Code Sample, a copy-pastable example if possible
Both of the examples below fail with the same error
df = pd.DataFrame(index=[0, 1, 2], columns=['a', 'b'])
df.loc[0, 'a'] = dict(x=2)
df.iloc[0, 0] = dict(x=2)
---------------------------------------------------------------------------
ValueError Traceback (most recent call last)
<ipython-input-282-62f3ee5ff885> in <module>()
1 # file_map.loc[file_no, 'Q_step_length'] = dict(a=1)
2 df = pd.DataFrame(index=[0, 1, 2], columns=['a', 'b'])
----> 3 df.iloc[0, 0] = dict(x=2)
4 df['a'] = df['a'].apply(lambda x: x[0] if not pd.isnull(x) else x)
5 df
...\lib\site-packages\pandas\core\indexing.py in __setitem__(self, key, value)
177 key = com._apply_if_callable(key, self.obj)
178 indexer = self._get_setitem_indexer(key)

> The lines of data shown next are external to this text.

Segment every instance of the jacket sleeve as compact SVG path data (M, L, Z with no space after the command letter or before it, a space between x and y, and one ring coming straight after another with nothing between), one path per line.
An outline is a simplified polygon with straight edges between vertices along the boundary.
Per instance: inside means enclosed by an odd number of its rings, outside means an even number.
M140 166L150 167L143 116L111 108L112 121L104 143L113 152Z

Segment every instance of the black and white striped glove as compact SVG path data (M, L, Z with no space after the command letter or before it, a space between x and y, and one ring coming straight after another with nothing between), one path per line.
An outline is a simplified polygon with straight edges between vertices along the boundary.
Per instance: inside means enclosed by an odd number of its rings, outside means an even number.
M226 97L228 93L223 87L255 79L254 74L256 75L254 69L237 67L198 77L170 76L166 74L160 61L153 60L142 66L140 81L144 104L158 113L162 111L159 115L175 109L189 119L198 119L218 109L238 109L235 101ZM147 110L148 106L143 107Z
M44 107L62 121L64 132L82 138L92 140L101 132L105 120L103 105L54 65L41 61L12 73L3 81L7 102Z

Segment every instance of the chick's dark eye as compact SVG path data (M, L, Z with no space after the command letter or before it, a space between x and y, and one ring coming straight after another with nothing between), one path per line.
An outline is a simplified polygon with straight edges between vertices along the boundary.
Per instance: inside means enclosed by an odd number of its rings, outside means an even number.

--> 179 self._setitem_with_indexer(indexer, value)
180
181 def _has_valid_type(self, k, axis):
...\lib\site-packages\pandas\core\indexing.py in _setitem_with_indexer(self, indexer, value)
603
604 if isinstance(value, (ABCSeries, dict)):
--> 605 value = self._align_series(indexer, Series(value))
606
607 elif isinstance(value, ABCDataFrame):
...\lib\site-packages\pandas\core\indexing.py in _align_series(self, indexer, ser, multiindex_indexer)
743 return ser.reindex(ax)._values
744
--> 745 raise ValueError('Incompatible indexer with Series')
746
747 def _align_frame(self, indexer, df):
ValueError: Incompatible indexer with Series
This works, but is placing a list into the dataframe
df[0, 'a'] = [dict(x=2)]
It is possible to get the dict directly in the dataframe by using a very inelegant construct like this:
df['a'] = df['a'].apply(lambda x: x[0] if not pd.isnull(x) else x)
Problem description
Since it is possible to store a dict in a dataframe, trying an assignment as above should not fail. I am aware that df.loc[...] = dict(...) will assign values in the dict to the corresponding columns if present (is that documented?) and has its own issues but this behaviour should not apply when accessing a single location of the dataframe
Expected Output
A dataframe with a dict inside the specified location.
Output of pd.show_versions()
Comment From: jreback
this is pretty non-idiomatic, and you are pretty much on your own here. you could do it by just using a list/tuple around it
In [14]: df.loc[0, 'a'] = [dict(x=2)]
In [15]: df
Out[15]:
a b
0 [{'x': 2}] NaN
1 NaN NaN
2 NaN NaN
Comment From: aaclayton
Encountered the same issue, had two thoughts:
Storing a dict within a DataFrame is unusual, but there are valid cases where software may be using Pandas as a way to represent and manipulate arbitrary key/value style data where the data is indexed in a way that makes sense for panel representation.
The behavior that location based indexing will update columns based on the keys/values of a provided dictionary was a surprise to me. This is a cool convenience feature that makes sense when an explicit column is not referenced. For example, when providing:
df.loc[row, :] = dict(key1=value1, key2=value2)
It makes sense that the keys of the dictionary might be written as columns and that df.loc[row, key1] == value1
. However, when providing an explicit column index, inferring the target columns from a provided dictionary is (to me) counter-intuitive. If I instead supply:
df.loc[row, col] = dict(key=value)
I am explicitly denoting that I want to store the entire value in the col
column, and I would expect the dictionary to be inserted as-is.
Anyways, I agree with @jreback that this is somewhat non-idiomatic BUT I am sympathetic to the original issue raised by @andreas-thomik. I encountered a problem where trying to store a dict to an element of a dataframe using this syntax made sense for the particular problem I was facing, so he isn't entirely on his own with this request.
Comment From: jreback
@aaclayton this is related to #18955 . We could/should prob supporting setting scalars of dicts better (and other iterables). Its a bit tricky though.
Comment From: varadpatil
@jreback, The behaviour is not uniform here, as assigning more than one value with dictionaries works, while assigning a single value doesn't.
This works:
In [18]: df = pd.DataFrame(index=[0, 1, 2], columns=['a', 'b'])
In [19]: df
Out[19]:
a b
0 NaN NaN
1 NaN NaN
2 NaN NaN
In [20]: df.loc[slice(None),'a']=[{'x':2}]*3
In [21]: df
Out[21]:
a b
0 {'x': 2} NaN
1 {'x': 2} NaN
2 {'x': 2} NaN
In [22]: df.loc[0]=[{'y':3}]*2
In [23]: df
Out[23]:
a b
0 {'y': 3} {'y': 3}
1 {'x': 2} NaN
2 {'x': 2} NaN
while trying to assign to a aingle value as dic doesn't work.
In [25]: df.loc[0,'a']={'z':4}
ValueError: Incompatible indexer with Series
This creates confusion, @jreback, can you please consider it to be fixed in upcoming versions?